A Theory of Regularized Markov Decision Processes

Authors: Matthieu Geist, Bruno Scherrer, Olivier Pietquin

ICML 2019 | Conference PDF | Archive PDF | Plain Text | LLM Run Details

Reproducibility Variable Result LLM Response
Research Type Theoretical We propose a general theory of regularized Markov Decision Processes that generalizes these approaches in two directions: we consider a larger class of regularizers, and we consider the general modified policy iteration approach, encompassing both policy iteration and value iteration. The core building blocks of this theory are a notion of regularized Bellman operator and the Legendre-Fenchel transform, a classical tool of convex optimization. This approach allows for error propagation analyses of general algorithmic schemes of which (possibly variants of) classical algorithms such as Trust Region Policy Optimization, Soft Q-learning, Stochastic Actor Critic or Dynamic Policy Programming are special cases. All proofs are provided in the appendix.
Researcher Affiliation Collaboration 1Google Research, Brain Team. 2Universit e de Lorraine, CNRS, Inria, IECL, F-54000 Nancy, France.

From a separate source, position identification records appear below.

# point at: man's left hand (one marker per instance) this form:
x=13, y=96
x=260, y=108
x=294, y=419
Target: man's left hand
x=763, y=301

Pseudocode No The paper presents mathematical formulations of algorithms, such as equation (1) for regularized modified policy iteration, but it does not include formal pseudocode blocks or an 'Algorithm' section.
Open Source Code No The paper does not provide any statements about releasing code or links to a code repository for the described methodology.

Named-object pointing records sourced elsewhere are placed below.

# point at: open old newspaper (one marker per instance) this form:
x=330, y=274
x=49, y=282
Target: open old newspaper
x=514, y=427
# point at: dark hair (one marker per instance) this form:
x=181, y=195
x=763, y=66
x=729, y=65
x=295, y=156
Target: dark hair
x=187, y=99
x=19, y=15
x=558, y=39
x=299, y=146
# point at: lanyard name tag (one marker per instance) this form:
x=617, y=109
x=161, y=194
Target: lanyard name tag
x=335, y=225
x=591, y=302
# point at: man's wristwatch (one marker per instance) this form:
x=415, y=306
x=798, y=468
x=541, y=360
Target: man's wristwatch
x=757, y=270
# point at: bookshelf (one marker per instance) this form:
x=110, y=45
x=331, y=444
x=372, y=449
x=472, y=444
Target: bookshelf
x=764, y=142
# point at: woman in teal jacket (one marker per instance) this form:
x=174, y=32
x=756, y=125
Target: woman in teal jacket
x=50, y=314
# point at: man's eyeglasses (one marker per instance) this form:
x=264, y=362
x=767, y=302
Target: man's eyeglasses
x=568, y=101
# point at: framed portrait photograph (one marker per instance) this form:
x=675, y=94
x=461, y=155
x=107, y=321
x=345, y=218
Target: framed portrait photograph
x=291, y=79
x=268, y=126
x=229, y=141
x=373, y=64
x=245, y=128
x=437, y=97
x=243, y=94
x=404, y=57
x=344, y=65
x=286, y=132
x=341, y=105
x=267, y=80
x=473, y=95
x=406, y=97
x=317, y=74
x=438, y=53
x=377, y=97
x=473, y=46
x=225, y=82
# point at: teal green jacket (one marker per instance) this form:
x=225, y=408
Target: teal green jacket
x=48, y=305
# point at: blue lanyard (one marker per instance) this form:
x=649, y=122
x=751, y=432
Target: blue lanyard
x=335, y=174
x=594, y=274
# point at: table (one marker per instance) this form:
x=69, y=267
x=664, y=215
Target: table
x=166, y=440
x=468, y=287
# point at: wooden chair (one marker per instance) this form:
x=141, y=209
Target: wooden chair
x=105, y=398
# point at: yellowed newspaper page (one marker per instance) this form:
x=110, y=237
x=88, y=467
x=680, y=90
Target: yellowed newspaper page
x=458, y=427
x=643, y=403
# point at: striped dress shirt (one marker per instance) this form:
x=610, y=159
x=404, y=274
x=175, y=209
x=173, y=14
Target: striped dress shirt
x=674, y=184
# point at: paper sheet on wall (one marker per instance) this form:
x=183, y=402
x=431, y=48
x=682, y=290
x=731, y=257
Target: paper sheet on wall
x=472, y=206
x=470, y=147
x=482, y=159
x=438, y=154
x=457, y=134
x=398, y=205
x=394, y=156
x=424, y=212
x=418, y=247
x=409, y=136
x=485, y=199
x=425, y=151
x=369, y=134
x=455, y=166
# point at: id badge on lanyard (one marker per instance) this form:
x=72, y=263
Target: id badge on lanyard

Open Datasets No The paper is theoretical and does not present experiments with datasets. It refers to 'observed transitions (si, ai, ri, s i)' in the context of describing how existing algorithms (like Soft Q-learning) work in general, but not as data used in the authors' own experiments.
Dataset Splits No The paper is theoretical and does not involve empirical experiments requiring dataset splits for training, validation, or testing.
Hardware Specification No The paper is theoretical and does not describe any empirical experiments, therefore no hardware specifications are mentioned.
Software Dependencies No The paper is theoretical and does not describe any empirical experiments, therefore no specific software dependencies with version numbers are mentioned.
Experiment Setup No The paper is theoretical and focuses on mathematical derivations and analyses of a general framework. It does not describe an experimental setup, hyperparameters, or training settings for empirical evaluation.